Pero al llegar a la adolescencia descubrí que había otros países que tenían sus propias culturas e identidades. Al principio, no me importó. Eran algo lejano y ajeno para mí. Hasta podría decir que eran producto de alguna fantasía, ya que mi tierra está lejos de la capital de mi nación. Por ello, incluso la capital y el modo en que ahí vivían nuestros coterráneos, también eran motivos de fantasías desbocadas tanto para mí como para aquellos que conmigo crecían. Nos tenía sin cuidado… Éramos felices y estábamos bien…
Todo cambió en un simple segundo. Un día cualquiera, mientras me preparaba para ir a otra lección de cómo debía ser mi adolescencia y lo que debía saber y aplicar cuando creciera, un ruido atronador y una serie de explosiones acabaron con mis expectativas. A mí no me pasó nada. Pero toda mi familia murió en un ataque aéreo. No sé, ni me importa quién y por qué atacó. Tan solo me importan esas manchas rojas y amorfas, regadas en pedazos por una cuadra a la redonda, estampadas en las paredes… Lo que quedaba de mi familia y amigos…
Horas después, me enteraba de que había comenzado la guerra. Que nuestro estilo de vida no complacía a nuestros vecinos. Que nuestra religión no era compatible con la suya… Que nuestra mera existencia era una afrenta para ellos… Que nuestros recursos eran muy apetecidos por ellos… Y nuestras casas, por estar cerca de la frontera, fueron las primeras en ser atacadas…
Esto fue ya hace algunos años… En esos años tuve que olvidar lo que me enseñaron de respeto y tradiciones. Tuve que olvidar lo que es el amor y abrazar el miedo. Las heridas que sufrí, me dejan sin posibilidad de cumplir mi sueño de tener una familia y transmitir la cultura milenaria que me fue transmitida…
Tan sólo me queda el odio… Tan sólo me queda la venganza… Tan sólo me queda el horror y la sangre… El ruido de las explosiones, armas automáticas y alaridos afónicos en crescendo de los heridos de muerte y destrozados en pedazos… El ruido de los motores de propulsión, los tanques y cañones reemplazaron el canto de los pájaros. Tan solo queda muerte y destrucción.
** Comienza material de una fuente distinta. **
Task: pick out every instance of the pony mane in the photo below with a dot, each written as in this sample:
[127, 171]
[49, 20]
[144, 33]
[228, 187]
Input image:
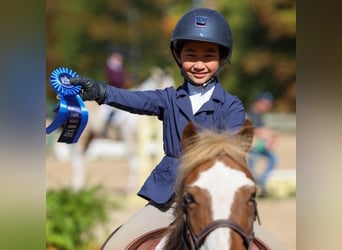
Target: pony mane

Durante estos años, a la fuerza, nuestros vecinos han intentado que mi pueblo cambie o desaparezca. Que yo cambie. Que renunciemos a nuestra tierra. Que renunciemos a nuestras creencias. Que renunciemos a nuestras tradiciones. Que renunciemos a lo que somos y simplemente nos entreguemos a nuestros vecinos. Y, en el mejor de los escenarios, que simplemente desaparezcamos de la faz del planeta para que ellos puedan apropiarse de lo que somos y lo que tenemos.
Hemos resistido. Hemos luchado. Y hemos perdido… No tenemos la tecnología. No tenemos las armas de destrucción. No tenemos una fuerte élite de soldadesca entrenada para asesinar sin miramientos a mujeres, viejos y niños. Tan sólo tenemos fe, cultura y tradiciones. Tal vez por eso es que estamos condenados a la desaparición. La maldad, por lo visto, tiene mayor fuerza en los hombres que la bondad y el sano juicio.
Escribo esto antes de nuestra batalla final. Lo escribo porque es la única forma que conozco de dejar un testimonio de nuestra cultura que fue eliminada por otros bajo falsos pretextos para hacerse con nuestros recursos. Tan sólo espero que este pedazo de papel llegue a alguien que pueda dar fe de que existimos. Que teníamos cultura. Que teníamos tradiciones. Y que vivíamos en una tierra rica, deseada por alguien más poderoso que nosotros.
Si el Creador es benevolente y este testimonio llega a sobrevivir, lo único que pido al que lo rescate es que tú, que lees estas líneas, respondas ¿qué harías en mi lugar? ¿Qué sentirías? ¿Qué dirías? ¿Cómo reaccionarías? ¿Pelearías por lo que es tuyo o te dejarías domar?